Come godere della bellezza?

La bellezza di una donna allieta il volto
e sorpassa ogni desiderio dell’uomo;
se vi è poi sulla sua lingua bontà e dolcezza,
suo marito non è più uno dei comuni mortali.

Così sta scritto nel libro del Siracide (36,22-23). Dio ha creato tutto quello che esiste, l’universo dai confini sconosciuti e irraggiungibili, l’uomo e la donna. Dio è la Bellezza stessa, Bellezza infinita.
Nelle creature inanimate e animate si mostra una bellezza che non è fine a se stessa, ma serve e onora il Fine supremo, Dio. A Lui rimanda, perché sia conosciuto, adorato, ringraziato, lodato.
Una conchiglia, una stella marina, un ramo spoglio, figure di nubi nel cielo, un pettirosso, un pinguino, una gerbera, e infine una ragazza graziosa mai sfiorata dal vizio: tutto è un canto di lode che sale a Dio e non potrà che continuare eternamente.
Come dunque godere della bellezza, se non contemplandola e stando raccolti in Dio, se non lasciandosene affascinare e unendosi al canto di lode senza fine?
Il vero godimento della bellezza non è coglierla, toccarla, usarla, servirsene per il piacere dei sensi, nel quale si perde la grandezza dello spirito nobile e puro.
Il godimento fisico della bellezza umana abbassa l’uomo su un piano fisico e sensuale.
Il godimento di chi strappa un fiore invece di ammirarlo con un sorriso, pone fine a una storia che poteva continuare per quell’essere vivente e per altri di noi. Ne valeva proprio la pena?

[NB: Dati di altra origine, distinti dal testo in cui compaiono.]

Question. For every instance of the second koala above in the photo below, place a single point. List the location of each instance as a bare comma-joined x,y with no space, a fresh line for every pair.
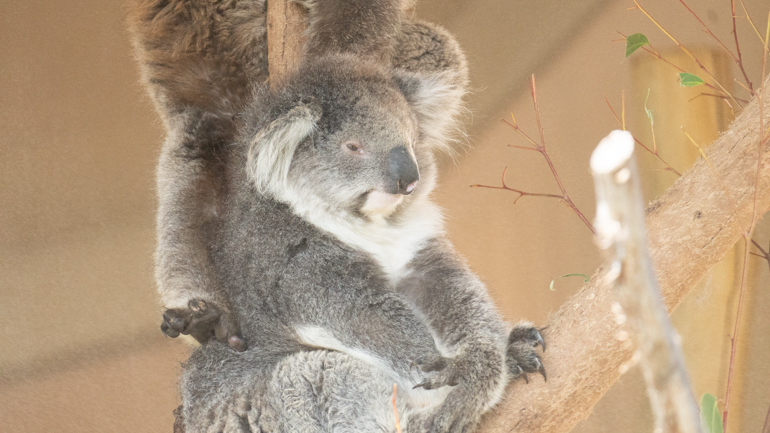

Lo sposo che viene da Dio non può che inchinarsi rapito davanti alla sua sposa e baciarle devotamente la mano. Sì, perché «La bellezza di una donna sorpassa ogni desiderio dell’uomo», ma in un senso profondamente spirituale. La bellezza di una donna è un’immagine già grandiosa della Bellezza infinita di Dio. Sembra una meraviglia senza fine, allo sguardo di chi anela all’infinito. I suoi confini si perdono nell’Immenso.
Il trucco sul volto della donna manifesta la povertà della vita interiore e spegne i riflessi spirituali su quel volto. Appare come una maschera ora sensuale, ora grottesca, ora ripugnante, ora triste. Il trucco abbassa la bellezza di un volto femminile a un livello carnale e sensuale.
Anche un modo di vestirsi che lasci scoperto il corpo degrada la bellezza. Si esibisce il corpo come attrattiva per chiunque, invece di custodirlo castamente per l’intimità con Dio e con lo sposo umano.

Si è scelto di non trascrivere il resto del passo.